Download the driver labeled as "Catalyst Control Center". Then, proceed to run the setup program in safe mode (it will not work in normal mode, Windows will promptly install its own driver when you reboot). Reboot, and start up normally, and you will have your new driver.


----------



## IMP_99 (Apr 28, 2007)

Thank you I found out the driver it is,

"ATI RADEON XPRESS 200M Series"

Now what do I do?


----------



## TheMatt (May 9, 2006)

Uninstall it. Then, go into safe mode with networking and download this driver:
http://ati.amd.com/support/drivers/xp/integrated-xp.html

Install it in safe mode, and then reboot. To install it, run the setup program and follow the wizard.


----------



## IMP_99 (Apr 28, 2007)

The 28.6 MB file?

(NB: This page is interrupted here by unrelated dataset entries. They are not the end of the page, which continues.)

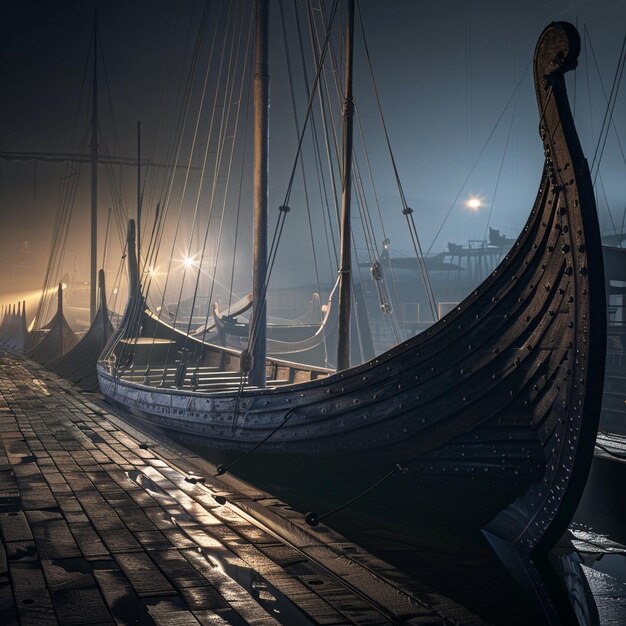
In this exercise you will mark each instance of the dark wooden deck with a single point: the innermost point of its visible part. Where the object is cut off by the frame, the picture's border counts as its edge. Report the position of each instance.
(102, 523)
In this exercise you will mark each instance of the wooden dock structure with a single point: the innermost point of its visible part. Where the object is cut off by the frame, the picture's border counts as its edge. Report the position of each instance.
(102, 523)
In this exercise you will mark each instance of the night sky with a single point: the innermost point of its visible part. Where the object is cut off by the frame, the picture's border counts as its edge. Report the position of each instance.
(445, 71)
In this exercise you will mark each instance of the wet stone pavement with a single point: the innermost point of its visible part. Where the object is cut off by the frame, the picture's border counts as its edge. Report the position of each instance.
(103, 524)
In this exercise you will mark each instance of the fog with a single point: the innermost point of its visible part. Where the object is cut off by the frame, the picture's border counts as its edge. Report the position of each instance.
(455, 86)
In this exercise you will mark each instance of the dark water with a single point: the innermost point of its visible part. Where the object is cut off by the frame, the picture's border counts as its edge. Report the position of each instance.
(464, 567)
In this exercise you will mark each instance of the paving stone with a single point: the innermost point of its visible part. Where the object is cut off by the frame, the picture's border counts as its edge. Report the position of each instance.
(104, 531)
(146, 579)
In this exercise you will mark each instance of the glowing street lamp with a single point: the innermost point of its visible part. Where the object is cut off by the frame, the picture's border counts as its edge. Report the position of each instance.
(473, 203)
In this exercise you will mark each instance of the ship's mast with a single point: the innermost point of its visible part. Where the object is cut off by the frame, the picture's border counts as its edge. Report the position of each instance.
(94, 177)
(139, 198)
(261, 140)
(345, 269)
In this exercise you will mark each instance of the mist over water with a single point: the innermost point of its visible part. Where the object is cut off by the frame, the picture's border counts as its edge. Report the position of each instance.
(455, 86)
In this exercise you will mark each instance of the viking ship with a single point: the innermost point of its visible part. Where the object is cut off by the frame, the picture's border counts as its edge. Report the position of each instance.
(484, 422)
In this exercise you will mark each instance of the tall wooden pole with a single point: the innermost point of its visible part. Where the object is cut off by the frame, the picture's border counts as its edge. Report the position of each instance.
(256, 375)
(139, 197)
(93, 283)
(345, 268)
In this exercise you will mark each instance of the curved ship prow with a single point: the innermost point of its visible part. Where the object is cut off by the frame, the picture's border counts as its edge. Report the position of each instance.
(489, 416)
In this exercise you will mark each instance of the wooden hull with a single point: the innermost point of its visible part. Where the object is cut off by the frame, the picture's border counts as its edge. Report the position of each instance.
(494, 407)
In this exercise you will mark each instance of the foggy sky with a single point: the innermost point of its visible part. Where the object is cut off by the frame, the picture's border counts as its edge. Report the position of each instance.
(445, 71)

Just want to make sure.


----------



## IMP_99 (Apr 28, 2007)

OMG Man Something went wrong.

I did all that downloaded rebooted, safe mode with networking etc..
I went to install that driver program thing and halfway through it said "Set-up Could Not Find A Compatible Driver" or something like that and then said "Set-up Will No Exit"

Please Help..


----------



## TheMatt (May 9, 2006)

Try this driver:
https://a248.e.akamai.net/f/674/9206/0/www2.ati.com/drivers/7-4_xp_dd_44981.exe


----------



## IMP_99 (Apr 28, 2007)

That link doesn't work it redirects to "http://ati.amd.com/online/403/leech.asp"

And it says " 
Unauthorized download
We're sorry, but this download request cannot be authorized. As an option, you may visit any of the pages below for information about our services and products:"


----------



## TheMatt (May 9, 2006)

Sorry. Download the second driver from here:
http://ati.amd.com/support/drivers/xp/integratedip-xp.html


----------



## IMP_99 (Apr 28, 2007)

It says I need "DirectX 8" however I can only find version 9 which will not work


----------



## IMP_99 (Apr 28, 2007)

Update:

It says "DirectX 8 Needed" then it will say "Continue, yes or no" I tried yes to see and when it was running through set-up it said "Set-Up Could Not Find A Compatible Driver"


----------



## TheMatt (May 9, 2006)

Update to the latest DirectX here:
http://www.microsoft.com/windows/directx/default.mspx


----------



## IMP_99 (Apr 28, 2007)

I did that, I got 9.1 or 9.0, I kinda forgot but it seems the set-up for installing that ATI Driver isn't compatible with the 9.0 series of DirectX


----------



## IMP_99 (Apr 28, 2007)

The Correct Wording is;

"DirectX 8 is not installed
Please install it before installing the driver"


----------



## hwm54112 (Oct 10, 2005)

See this Thread as well as the link in it to toshiba. This may not be specific to the ATI driver indicated, rather it involves pci drivers on different machines, probably due to a windows update


----------



## IMP_99 (Apr 28, 2007)

What post am I meant to be looking at 

EDIT: I looked at the Talk Toshiba site but i'm still confused :4-dontkno


----------



## IMP_99 (Apr 28, 2007)

TheMatt said:


> Update to the latest DirectX here:
> http://www.microsoft.com/windows/directx/default.mspx


 Thanks, the display driver set-up worked when I wasn't in Safe Mode, however it still says set-up could not find a compatible driver. The set-up was the second one from that set you linked me to.


----------



## hwm54112 (Oct 10, 2005)

Post 5 indicates a solution as well as a reference to a talktoshiba discussion. If you read what's posted there, you will see a post by Bill (that might be me) with a short discussion on other PCI drivers being at fault, not the driver you are trying to replace. Since video is based on the pci bus, a lower level driver may be the cause, ie: ati2dvag may not work properly because the basic pci bus driver upon which it depends is not working properly and may need to be replaced. This makes sense because it shouldn't matter that you have directx 9 instead of 8. It's called backward compatability. The driver should still install, not give you an error message that 8 is not installed. Something may be giving you a misleading error message. This is not a toshiba only error nor is it strictly an ATI driver error


----------



## IMP_99 (Apr 28, 2007)

Well i'm really confused now, what do I do?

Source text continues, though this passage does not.